Il vint la voir le dimanche après-midi, son ami en question. Il portait une petite veste en cuir marron clair, de mauvaise facture, ses cheveux blondasses étaient tout fins. Il avait la peau blanchâtre avec des vaisseaux rouges qui sillonnaient son cou (qui ressemblait à un cou de poulet). La jeune fille semblait toute douce avec lui, toute amoureuse. C’est quand il était absent que grondait la révolte.
Pamela, elle, n’avait pas d’ami de cœur, du reste, elle était vierge.
Tout cela pour elle c’était un autre monde. Le monde dans lequel elle n’avait pas sa place, le monde dans lequel elle n’avait pas d’image d’elle, où elle ne pouvait pas vivre.

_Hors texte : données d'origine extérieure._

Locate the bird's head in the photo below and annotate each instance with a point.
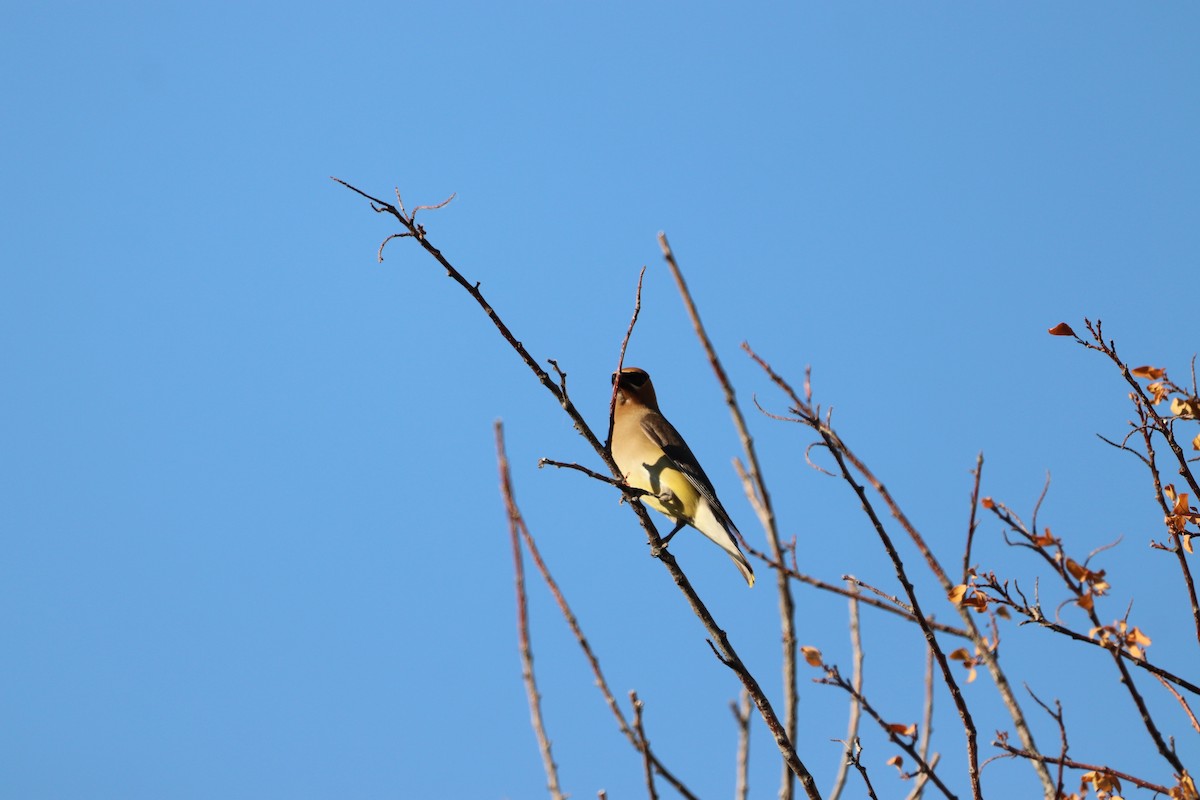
(634, 386)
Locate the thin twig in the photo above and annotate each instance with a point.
(833, 678)
(856, 709)
(971, 521)
(1080, 765)
(647, 762)
(621, 359)
(791, 572)
(1077, 588)
(841, 455)
(1035, 614)
(762, 505)
(717, 637)
(594, 662)
(927, 727)
(1183, 703)
(742, 714)
(855, 755)
(515, 523)
(809, 415)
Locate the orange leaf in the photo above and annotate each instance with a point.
(1186, 409)
(1153, 373)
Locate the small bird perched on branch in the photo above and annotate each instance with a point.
(653, 457)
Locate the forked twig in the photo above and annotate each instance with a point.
(760, 499)
(515, 524)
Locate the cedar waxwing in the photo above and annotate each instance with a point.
(653, 456)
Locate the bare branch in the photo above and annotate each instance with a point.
(515, 524)
(647, 762)
(718, 638)
(621, 359)
(762, 505)
(742, 714)
(1081, 765)
(856, 708)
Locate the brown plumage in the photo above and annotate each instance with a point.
(654, 457)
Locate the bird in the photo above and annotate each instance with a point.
(652, 456)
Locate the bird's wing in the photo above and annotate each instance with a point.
(664, 434)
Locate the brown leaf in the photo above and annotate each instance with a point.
(903, 729)
(1186, 408)
(1153, 373)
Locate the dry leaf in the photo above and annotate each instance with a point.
(1153, 373)
(1186, 408)
(813, 656)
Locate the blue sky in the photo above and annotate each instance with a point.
(253, 543)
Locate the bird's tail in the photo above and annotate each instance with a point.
(741, 561)
(726, 537)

Elle avait conscience que les gens ne pouvaient pas savoir ce qui lui arrivait. Ils voyaient eux, une personne entière, une adulte désormais qui se déplaçait, parlait, répondait aux questions. Ils ne savaient pas ce qui se passait en elle, sauf dans les moments où elle était attaquée de l’intérieur. Là elle se trouvait absolument sans aucune défense, ses pensées, ses sensations étaient apparentes et elle ne pouvait plus contenir comme un débordement, une explosion silencieuse et muette. Elle devait toujours éviter de se retrouver dans ces situations. Mais comme personne ne lui parlait jamais de ces moments, elle savait cependant qu’en fait ils n’existaient que pour elle-même. C’était une menace toujours suspendue au-dessus de sa tête.
La salle commune de l’hôpital où elle se trouvait se composait de deux rangées d’une dizaine de lits chacune, placées de chaque côté et perpendiculairement à la porte d’entrée. Elle occupait le premier lit à droite de la porte d’entrée. C’est par là qu’elle le vit entrer le lundi matin, vers 10 heures. Il portait une blouse blanche et s’arrêta net, une fois la porte franchie. Il posa son regard sur une dame de la rangée de gauche, mais tout son côté droit se sentit happé par une nouvelle venue qui le dévorait des yeux, dans le lit à sa droite. Il ne la regarda pas et réfléchit : il n’était pas allé voir les entrées du week-end et, avant de faire sa connaissance, il voulut aller voir à qui il avait affaire. Il ressortit donc aussitôt et revint 10 minutes après.